The graphics on this game could have used a shot in the arm, as the backgrounds in some levels tended to be blocky and lacked detail. An expansion pack helps a lot (and you can letterbox it for that theatrical view!), but with all the great settings, a little more detail would really have spiced things up.

sarge7-01.jpg (3648 bytes)On a gender related note, I was depressed that the only female in this game was non-military (I know, I know, that’s the way it was with the toys, too) and was the only character to get "flesh tone." In the post-Lara Croft age, I would have liked to have seen more female characters to chose from in the melee mode (as well as more characters to choose from overall) and some kick-ass females doing battle in the campaign mode. I didn’t even mind the gravity-defying breasts phenomenon, I just felt that if the makers chose to include females in the story line they might have wanted to included a kind of green female other than the Star Trek Menagerie sex-pot kind.

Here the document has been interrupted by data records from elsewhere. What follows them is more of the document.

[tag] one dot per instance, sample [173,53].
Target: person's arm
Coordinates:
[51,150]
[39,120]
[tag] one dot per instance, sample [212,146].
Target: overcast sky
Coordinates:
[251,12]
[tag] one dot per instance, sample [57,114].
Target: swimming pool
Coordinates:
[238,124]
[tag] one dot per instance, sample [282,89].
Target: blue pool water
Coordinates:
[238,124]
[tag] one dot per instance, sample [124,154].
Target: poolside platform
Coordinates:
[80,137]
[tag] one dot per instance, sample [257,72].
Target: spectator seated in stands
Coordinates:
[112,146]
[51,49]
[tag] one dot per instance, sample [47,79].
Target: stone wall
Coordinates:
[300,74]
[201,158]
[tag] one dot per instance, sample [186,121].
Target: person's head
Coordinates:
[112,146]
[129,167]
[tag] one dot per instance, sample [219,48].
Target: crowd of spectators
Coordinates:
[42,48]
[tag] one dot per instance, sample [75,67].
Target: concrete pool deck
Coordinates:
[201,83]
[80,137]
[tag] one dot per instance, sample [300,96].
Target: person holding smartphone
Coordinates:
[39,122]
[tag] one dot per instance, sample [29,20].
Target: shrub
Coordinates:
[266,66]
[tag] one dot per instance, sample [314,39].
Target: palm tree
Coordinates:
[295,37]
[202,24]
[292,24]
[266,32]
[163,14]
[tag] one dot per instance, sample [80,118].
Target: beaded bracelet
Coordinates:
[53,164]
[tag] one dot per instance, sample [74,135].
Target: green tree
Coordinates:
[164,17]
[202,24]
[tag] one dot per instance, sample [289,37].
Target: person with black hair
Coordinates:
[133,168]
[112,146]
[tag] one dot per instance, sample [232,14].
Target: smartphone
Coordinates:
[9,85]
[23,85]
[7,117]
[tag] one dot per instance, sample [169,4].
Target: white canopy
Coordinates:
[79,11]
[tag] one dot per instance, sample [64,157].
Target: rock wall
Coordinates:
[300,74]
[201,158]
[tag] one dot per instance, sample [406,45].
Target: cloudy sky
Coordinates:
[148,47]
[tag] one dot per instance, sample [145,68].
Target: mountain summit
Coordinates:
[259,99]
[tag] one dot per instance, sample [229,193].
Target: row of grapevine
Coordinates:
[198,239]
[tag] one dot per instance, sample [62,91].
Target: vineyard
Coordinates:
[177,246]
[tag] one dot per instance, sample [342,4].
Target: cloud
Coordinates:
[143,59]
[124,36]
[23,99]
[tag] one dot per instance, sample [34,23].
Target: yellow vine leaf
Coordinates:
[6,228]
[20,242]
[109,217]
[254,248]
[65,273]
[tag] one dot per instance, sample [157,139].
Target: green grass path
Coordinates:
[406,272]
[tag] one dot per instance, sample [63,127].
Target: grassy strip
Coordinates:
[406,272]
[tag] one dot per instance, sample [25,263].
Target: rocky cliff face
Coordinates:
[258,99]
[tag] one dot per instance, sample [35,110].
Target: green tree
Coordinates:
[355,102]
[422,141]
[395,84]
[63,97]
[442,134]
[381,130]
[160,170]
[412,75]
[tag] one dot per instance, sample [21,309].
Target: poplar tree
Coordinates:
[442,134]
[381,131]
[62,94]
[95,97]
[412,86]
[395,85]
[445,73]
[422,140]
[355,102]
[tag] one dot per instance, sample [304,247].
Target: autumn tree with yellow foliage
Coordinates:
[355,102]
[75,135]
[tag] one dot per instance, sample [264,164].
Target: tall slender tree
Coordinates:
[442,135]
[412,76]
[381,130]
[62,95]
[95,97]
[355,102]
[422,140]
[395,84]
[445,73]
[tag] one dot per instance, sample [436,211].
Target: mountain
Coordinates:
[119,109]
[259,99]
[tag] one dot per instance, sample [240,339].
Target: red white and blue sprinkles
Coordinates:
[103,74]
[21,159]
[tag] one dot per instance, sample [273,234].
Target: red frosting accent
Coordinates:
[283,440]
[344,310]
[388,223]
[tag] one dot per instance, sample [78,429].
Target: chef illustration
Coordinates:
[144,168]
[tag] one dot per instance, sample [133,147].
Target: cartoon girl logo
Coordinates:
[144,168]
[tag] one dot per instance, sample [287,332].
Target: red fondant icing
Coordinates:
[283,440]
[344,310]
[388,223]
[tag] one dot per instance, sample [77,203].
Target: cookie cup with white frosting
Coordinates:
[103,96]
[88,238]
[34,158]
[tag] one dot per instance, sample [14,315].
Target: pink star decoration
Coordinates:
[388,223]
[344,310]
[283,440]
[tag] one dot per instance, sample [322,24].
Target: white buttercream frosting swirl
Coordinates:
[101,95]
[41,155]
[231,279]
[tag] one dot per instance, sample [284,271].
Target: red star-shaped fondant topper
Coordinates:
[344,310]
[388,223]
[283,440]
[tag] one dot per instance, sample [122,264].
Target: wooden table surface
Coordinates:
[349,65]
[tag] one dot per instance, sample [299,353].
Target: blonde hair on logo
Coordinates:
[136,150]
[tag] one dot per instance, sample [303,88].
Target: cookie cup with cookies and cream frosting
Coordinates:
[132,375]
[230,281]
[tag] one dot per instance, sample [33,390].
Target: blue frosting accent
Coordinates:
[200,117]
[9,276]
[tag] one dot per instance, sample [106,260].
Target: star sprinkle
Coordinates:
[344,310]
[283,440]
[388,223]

So you might be thinking, with all the negativity, why did she even make this game a three star general? There were lots of things that made Sarge's Heroes fun to play. First, I loved the choices of setting, from the world of the green and tan battlefields to our world of oversized coffee cups, building blocks, sofas, and sandcastles. I also loved the plastic shrapnel flying off when Sarge gets hit with bullets, the melting soldiers, and the addition of the "stop, drop, and roll" move to combat the enemy’s flamethrowers. The music was very martial and made a great backdrop for the action, and I got a kick out of Sarge’s pithy comments while picking up weaponry and medikits (which were fairly plentiful). I thought the ability to crawl, kneel, roll, and climb rounded out the movement and allowed the game good vertical depth. The addition of v-bots and bugs to the ranks of tan enemies also made for a nice change of pace.

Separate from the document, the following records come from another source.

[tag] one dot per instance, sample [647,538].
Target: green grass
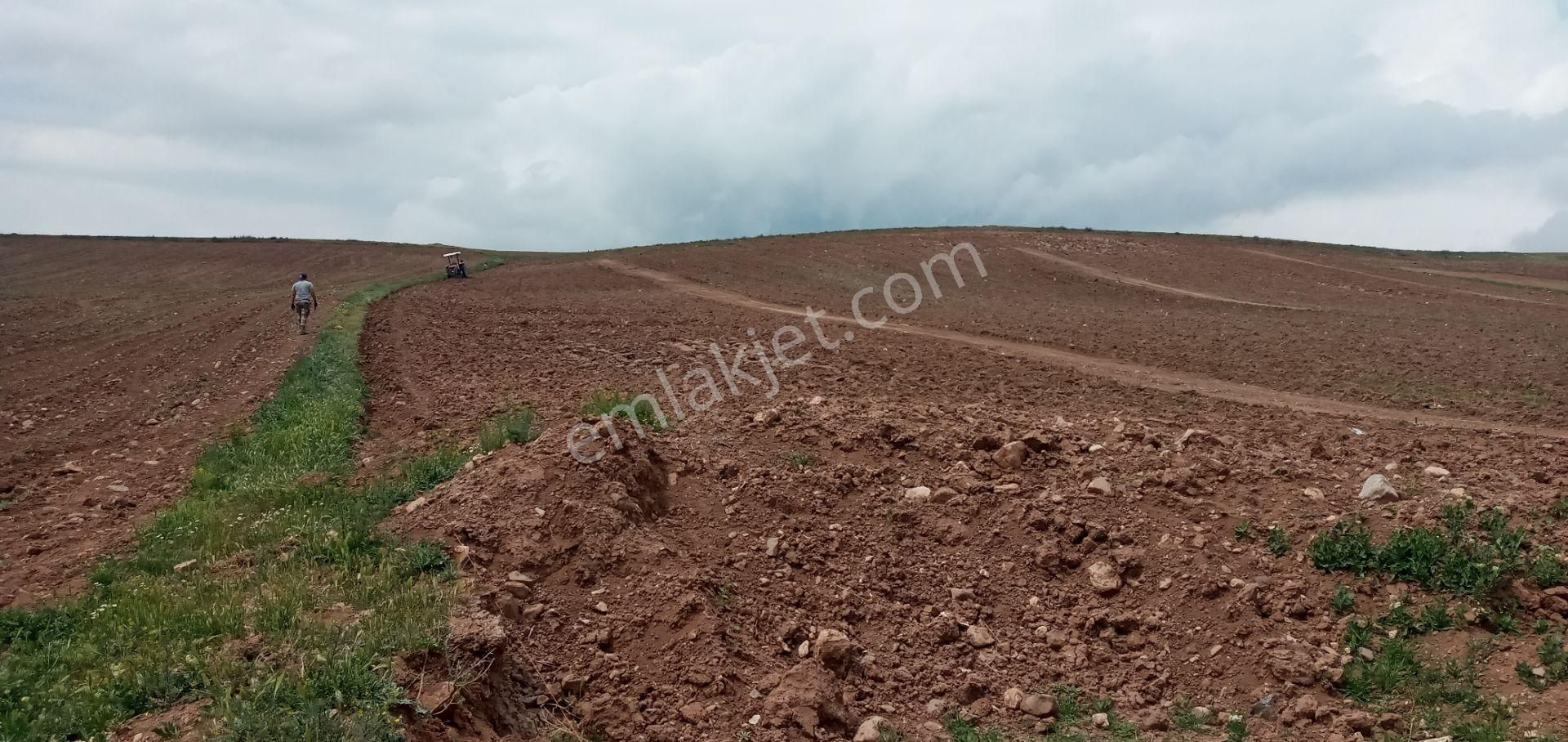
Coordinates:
[1548,568]
[513,426]
[1551,658]
[284,559]
[1184,719]
[800,460]
[963,730]
[625,405]
[1455,559]
[1278,542]
[1343,600]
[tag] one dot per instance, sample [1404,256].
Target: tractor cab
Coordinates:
[455,267]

The two major strengths of this game are the ability to make the game more challenging (by setting it to expert and dropping the battle map screen) and the melee mode addition. Once the campaign has been won, the melee allows this game a longevity it wouldn’t otherwise have. It's always nice to have a mode where you and multiple friends can duke it out and which becomes more challenging as each of you becomes more adept. As far as these types of multiplayer games go, I still think Goldeneye beats all competition hands-down, but if you’re bored with the games you’ve been playing and want some fun, you wouldn’t be amiss in picking up Sarge’s Heroes for a few go-rounds.